Incorporation of Wholly Owned Subsidiary Company in India- What one should know?

With ease of doing business and government of India’s initiative of attracting foreign investment in India, more and more foreign companies are setting up business in India.

In this regard, one of the options available for foreign company incorporation in India is in form of Wholly Owned Subsidiary Company in India.

In this write up, we have provided brief overview of Incorporation of Wholly Owned Subsidiary Company in India.

 When parent company holds 100% shares of Indian company, Indian company becomes wholly owned subsidiary company of parent company.

Registration of Wholly Owned Subsidiary Company in India

Foreign companies opt for this option of entity set up when

  1. They have long term intention to stay in India and explore Indian market with aim to do full scale business operations in India.
  2. When they want to use the same brand as in home country.

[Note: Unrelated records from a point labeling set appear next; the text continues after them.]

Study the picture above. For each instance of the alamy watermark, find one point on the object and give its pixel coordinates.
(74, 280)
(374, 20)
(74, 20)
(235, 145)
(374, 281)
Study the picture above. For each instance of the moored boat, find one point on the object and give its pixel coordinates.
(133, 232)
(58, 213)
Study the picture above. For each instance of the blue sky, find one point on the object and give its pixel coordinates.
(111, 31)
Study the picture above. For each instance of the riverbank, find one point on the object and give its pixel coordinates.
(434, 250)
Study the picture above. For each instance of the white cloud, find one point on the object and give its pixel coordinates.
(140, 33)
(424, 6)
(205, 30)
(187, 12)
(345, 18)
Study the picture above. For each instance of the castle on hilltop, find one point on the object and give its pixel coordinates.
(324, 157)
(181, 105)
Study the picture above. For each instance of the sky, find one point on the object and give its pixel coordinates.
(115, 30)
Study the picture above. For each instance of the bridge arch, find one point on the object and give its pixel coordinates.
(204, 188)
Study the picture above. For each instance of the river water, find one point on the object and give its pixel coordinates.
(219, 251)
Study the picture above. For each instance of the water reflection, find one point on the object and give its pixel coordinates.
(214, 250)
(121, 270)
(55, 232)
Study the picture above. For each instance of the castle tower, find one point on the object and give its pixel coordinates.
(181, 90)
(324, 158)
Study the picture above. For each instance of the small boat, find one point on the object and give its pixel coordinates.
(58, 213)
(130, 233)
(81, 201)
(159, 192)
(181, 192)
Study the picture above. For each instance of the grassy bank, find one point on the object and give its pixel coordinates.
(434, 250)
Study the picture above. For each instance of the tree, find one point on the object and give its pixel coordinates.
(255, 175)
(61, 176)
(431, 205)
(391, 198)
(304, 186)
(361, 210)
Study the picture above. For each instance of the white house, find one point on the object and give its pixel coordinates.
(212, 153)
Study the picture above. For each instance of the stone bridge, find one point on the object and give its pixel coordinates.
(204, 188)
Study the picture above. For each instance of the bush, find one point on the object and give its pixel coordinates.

Permissible business activities  

  1. Any activity which is permissible as per FDI guidelines and also mention in the company’s memorandum of association can be done by wholly owned subsidiary company in India.
  2. RBI has allowed 2 routes for investment in India i.e. automatic route and government approval route. Most of the business activities are permissible under automatic route and for very few business sectors prior approval of government of India is required.
  3. Also, RBI has prescribed some prohibited sectors where wholly owned subsidiary companies cannot make any investment.

Therefore, this is an important aspect to be kept in mind before Registration of Wholly Owned Subsidiary Company in India.

 Conditions required for Incorporation of Wholly Owned Subsidiary Company in India.

  1. It can be incorporated in both the forms i.e Public Limited Company or Private Limited Company. For Public Limited Companies, minimum 3 Directors and minimum 7 shareholders are required whereas for Private Limited Companies, minimum 2 Directors and minimum 2 shareholders are required.
  2. Foreign company can also become shareholder in Indian subsidiary company. All directors must be individuals. At least one Director must be Indian Citizen and Indian Resident.

Approvals Required

Prior approval of ROC/MCA is required for Incorporation of Wholly Owned Subsidiary Company in India. In case investment is under government approval route, prior approval of FIFP and RBI is also required.

Tax Rates Applicable on Wholly Owned Subsidiary in India

 Different tax rates like 15%, 22%, 25% and 30%  are applicable on wholly owned subsidiary company depending upon case to case. Also, it is subject to MAT @ 15% of book profits.

 Repatriation of Profits

 Wholly owned subsidiary companies can freely repatriate profits out of India after doing some procedural compliance. The procedure is quite simple.

 Exit out of India

Winding up or Exit of wholly owned subsidiary company is a time consuming and complex procedure depending upon exit strategy adopted.

In a nut shell, wholly owned subsidiary company is very suitable and widely  popular form of entity registration in India.